# Question on making ahead jalapenos



## homecook (Aug 30, 2008)

I'm not sure if this is the right place for this question. Please move if need be. I have to make 100 stuffed jalapenos for tomorrow for a cookout at my dd. Here's the recipe.

50 jalapenos, cut in half deseeded and ribs removed (a bunch of sissies)
cream cheese
cajun seasoning
garlic powder

Mix cream cheese, cajun seasoning and garlic powder together. Fill jalapeno halves. Wrap with 1/2 slice bacon. Secure with toothpick.

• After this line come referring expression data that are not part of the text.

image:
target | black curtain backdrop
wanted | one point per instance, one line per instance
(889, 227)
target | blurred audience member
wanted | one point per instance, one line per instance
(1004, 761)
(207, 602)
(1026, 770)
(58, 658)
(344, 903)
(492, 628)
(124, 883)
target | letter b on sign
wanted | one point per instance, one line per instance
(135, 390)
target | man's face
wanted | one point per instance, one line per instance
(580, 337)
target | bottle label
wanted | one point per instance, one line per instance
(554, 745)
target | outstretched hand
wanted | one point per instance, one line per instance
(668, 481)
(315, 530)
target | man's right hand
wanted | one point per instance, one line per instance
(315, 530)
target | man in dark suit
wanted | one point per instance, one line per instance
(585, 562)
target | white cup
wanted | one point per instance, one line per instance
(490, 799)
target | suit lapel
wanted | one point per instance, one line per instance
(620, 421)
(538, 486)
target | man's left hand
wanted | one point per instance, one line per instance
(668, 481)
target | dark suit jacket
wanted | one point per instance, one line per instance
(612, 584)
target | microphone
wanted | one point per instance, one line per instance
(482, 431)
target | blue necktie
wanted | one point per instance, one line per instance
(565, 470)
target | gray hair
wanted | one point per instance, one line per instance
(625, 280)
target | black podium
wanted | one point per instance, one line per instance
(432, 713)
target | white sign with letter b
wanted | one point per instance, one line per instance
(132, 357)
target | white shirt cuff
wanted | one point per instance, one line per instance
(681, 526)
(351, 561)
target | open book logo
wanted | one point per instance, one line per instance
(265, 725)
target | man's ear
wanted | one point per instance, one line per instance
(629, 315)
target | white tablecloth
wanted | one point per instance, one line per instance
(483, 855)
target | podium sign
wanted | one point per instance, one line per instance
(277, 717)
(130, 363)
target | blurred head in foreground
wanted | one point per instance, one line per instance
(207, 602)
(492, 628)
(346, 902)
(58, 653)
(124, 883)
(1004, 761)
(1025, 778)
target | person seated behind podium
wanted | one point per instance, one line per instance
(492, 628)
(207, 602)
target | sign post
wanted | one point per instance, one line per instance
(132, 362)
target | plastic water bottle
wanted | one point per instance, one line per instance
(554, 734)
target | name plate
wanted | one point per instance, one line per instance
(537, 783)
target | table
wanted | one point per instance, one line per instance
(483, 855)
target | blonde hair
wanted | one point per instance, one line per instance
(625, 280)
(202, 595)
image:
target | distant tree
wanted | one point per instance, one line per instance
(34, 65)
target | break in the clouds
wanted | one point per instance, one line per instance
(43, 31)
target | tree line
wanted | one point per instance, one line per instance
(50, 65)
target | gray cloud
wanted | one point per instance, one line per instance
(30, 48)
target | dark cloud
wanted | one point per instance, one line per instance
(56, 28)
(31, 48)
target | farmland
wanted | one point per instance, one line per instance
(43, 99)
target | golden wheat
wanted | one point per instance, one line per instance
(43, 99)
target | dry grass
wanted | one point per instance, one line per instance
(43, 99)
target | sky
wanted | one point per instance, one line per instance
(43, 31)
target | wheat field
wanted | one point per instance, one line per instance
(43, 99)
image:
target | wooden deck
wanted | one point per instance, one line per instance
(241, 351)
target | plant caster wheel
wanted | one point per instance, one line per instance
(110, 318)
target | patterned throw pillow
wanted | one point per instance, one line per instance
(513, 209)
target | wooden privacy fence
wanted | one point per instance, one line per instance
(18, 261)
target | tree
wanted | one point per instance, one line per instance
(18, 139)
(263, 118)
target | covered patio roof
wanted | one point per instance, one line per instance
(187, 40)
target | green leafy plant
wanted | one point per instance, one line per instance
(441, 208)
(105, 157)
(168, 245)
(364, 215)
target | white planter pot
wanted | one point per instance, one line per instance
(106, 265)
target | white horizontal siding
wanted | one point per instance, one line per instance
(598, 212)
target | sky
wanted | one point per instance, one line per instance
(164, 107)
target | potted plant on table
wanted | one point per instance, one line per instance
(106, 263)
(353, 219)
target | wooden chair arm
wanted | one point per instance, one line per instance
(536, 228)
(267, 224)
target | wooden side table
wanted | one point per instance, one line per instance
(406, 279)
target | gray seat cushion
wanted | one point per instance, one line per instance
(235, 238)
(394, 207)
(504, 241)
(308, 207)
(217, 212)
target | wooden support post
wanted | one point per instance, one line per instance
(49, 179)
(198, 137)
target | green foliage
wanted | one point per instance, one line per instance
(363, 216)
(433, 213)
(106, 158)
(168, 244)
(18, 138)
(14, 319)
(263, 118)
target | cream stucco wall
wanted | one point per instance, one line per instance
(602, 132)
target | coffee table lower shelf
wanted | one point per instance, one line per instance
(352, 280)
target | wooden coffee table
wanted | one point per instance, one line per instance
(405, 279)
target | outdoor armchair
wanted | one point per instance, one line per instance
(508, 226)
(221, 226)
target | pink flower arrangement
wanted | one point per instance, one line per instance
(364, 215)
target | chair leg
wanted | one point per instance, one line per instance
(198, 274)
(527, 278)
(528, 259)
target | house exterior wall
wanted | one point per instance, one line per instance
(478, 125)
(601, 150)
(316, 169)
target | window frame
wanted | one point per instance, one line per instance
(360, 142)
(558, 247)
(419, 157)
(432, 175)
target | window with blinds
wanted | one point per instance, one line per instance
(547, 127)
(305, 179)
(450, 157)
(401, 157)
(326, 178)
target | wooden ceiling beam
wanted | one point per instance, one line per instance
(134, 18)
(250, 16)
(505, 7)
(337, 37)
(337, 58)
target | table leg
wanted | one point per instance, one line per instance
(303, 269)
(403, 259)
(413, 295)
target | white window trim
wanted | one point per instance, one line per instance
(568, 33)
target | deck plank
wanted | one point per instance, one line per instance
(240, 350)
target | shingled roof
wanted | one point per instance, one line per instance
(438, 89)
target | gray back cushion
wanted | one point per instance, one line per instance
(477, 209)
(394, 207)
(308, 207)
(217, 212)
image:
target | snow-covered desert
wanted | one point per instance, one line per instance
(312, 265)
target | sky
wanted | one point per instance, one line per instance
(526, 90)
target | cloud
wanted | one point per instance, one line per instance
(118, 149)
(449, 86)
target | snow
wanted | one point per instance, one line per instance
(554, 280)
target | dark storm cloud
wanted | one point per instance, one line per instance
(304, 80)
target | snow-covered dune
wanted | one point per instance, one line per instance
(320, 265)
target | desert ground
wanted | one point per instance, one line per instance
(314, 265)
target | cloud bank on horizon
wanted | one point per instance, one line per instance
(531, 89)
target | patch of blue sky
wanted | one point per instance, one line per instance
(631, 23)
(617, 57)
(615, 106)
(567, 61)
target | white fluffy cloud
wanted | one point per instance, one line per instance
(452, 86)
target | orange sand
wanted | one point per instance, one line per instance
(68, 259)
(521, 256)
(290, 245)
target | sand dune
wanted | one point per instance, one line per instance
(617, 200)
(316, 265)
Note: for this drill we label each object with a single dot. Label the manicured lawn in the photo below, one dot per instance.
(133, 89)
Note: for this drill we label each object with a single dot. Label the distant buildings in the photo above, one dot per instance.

The question is, can I make these now for tomorrow. Do you think they will get mushy before we get them on the grill?? I usually make them the day of but I've got too much other stuff to make and wanted to save some time. Thanks for your help.

Barb


----------



## pacanis (Aug 30, 2008)

I don't see a problem with it if you stick them in the fridge in a plastic container, or maybe a cookie sheet with plastic wrap over them. I'd do it, but then I'm not a fraternal member of the food police either


----------



## homecook (Aug 30, 2008)

Thanks pacanis! I'll give it a try. SIL may not even notice, at least I hope not, he's kind of picky about his jalapenos. lol I think once they're on the grill they'll crisp up well enough.

Barb


----------



## Andy M. (Aug 30, 2008)

You shouldn't have a problem doing it the day before.  They won't get soft.


----------



## KissTC (Aug 30, 2008)

As above...No probs. In fact they might even be better because it will allow the flavours to come together...almost like a marinade.


----------



## Michael in FtW (Aug 30, 2008)

homecook said:


> ... The question is, can I make these now for tomorrow? Do you think they will get mushy before we get them on the grill??...


 
IMHO - I see no reason you can't. You're going to stuff them after cutting and seeding - so the cut side will not be exposed to air which might cause them to soften if left unstuffed for a couple of days.


----------



## homecook (Aug 31, 2008)

Thanks everyone. I made them all up and they're in the fridge. I can't wait til we get those on the grill. Yum!

Barb


----------